Hoogleraar engineering systems design in energy Paulien Herder heeft tijdens de opening van het collegejaar de Leermeesterprijs 2017 van het Universiteitsfonds ontvangen. “Ik ben niet báng dat iemand anders ons onderzoek ook gaat doen, ik hoop het juist.”
Wat leer je studenten?
“Ik heb vooral bijgedragen aan het ontwerponderwijs van Techniek, Bestuur en Management. In de laatste jaren was ik verantwoordelijk voor het mastervak energiesysteemontwerp. We leiden studenten hier op in het ontwerpen van energiesystemen en -markten. Het is belangrijk dat studenten begrijpen hoe de industrie werkt, hoe je met elektriciteit brandstoffen kunt maken en hoe je gas weer omzet in elektriciteit. Zodat ze ook die chemische tak van sport snappen. Dat heb ik ze hopelijk aan het verstand gepeuterd.”

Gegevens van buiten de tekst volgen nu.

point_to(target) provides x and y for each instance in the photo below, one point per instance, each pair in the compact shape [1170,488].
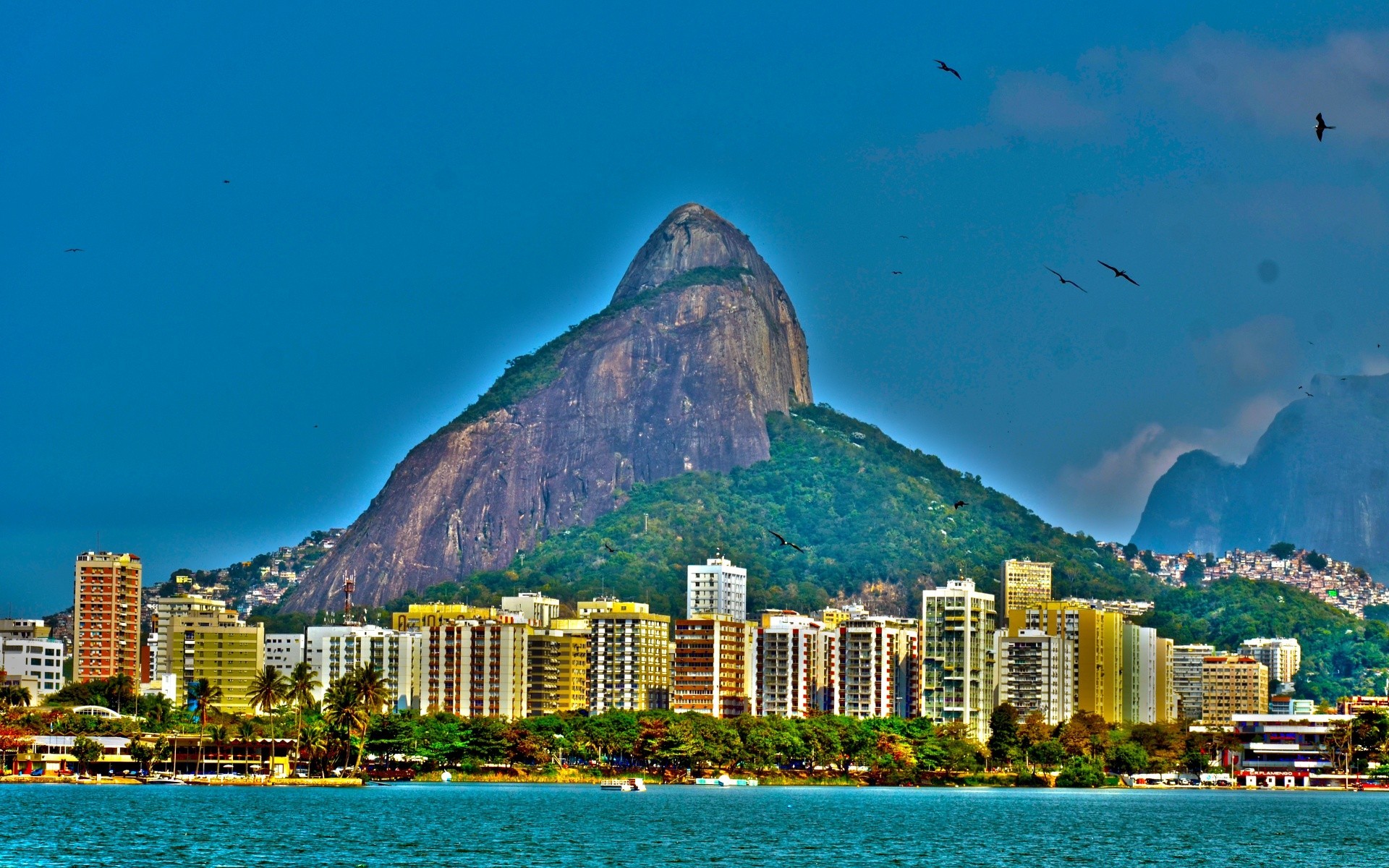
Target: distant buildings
[1186,678]
[1024,585]
[1233,684]
[1281,656]
[629,656]
[880,668]
[715,588]
[957,664]
[284,652]
[798,665]
[1037,674]
[106,617]
[335,650]
[714,671]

Ze zijn daar erg enthousiast over, want één van de redenen waarom studievereniging Curius je voordroeg was dat je colleges vaak positieve feedback krijgen. Hoe krijg je dat voor elkaar?
“Ik sta als mezelf voor de klas en ik probeer altijd mijn enthousiasme voor bepaalde onderdelen van het vak over te brengen. Er zijn ook stukken waar ik van zeg: beetje saai, maar daar we moeten met zijn allen even doorheen. Daar wind ik geen doekjes om. Ik probeer altijd iets van mezelf als mens te laten zien.”
Hoe doe je dat?
“Ik verwerk het niet in het vak, maar ik heb het er even over in de pauze. Dan zeg ik dat ik gesport heb, of ik zeg: ‘Jongens, ik ben morgen wat later want ik moet mijn kind naar school brengen.’ Zo zien ze dat ik een normaal leven heb. Ik vertel ook wel eens dat ik naar popconcerten ga. Beetje delen wat je zoal doet in het leven, dat vind ik leuk.”
Welke popconcerten zijn favoriet?
“Randy Newman, de Rolling Stones, Van Morrison, Bruce Springsteen, maar ook minder bekende artiesten zoals Jarrod Dickenson. Ik ga naar acht tot tien concerten per jaar.”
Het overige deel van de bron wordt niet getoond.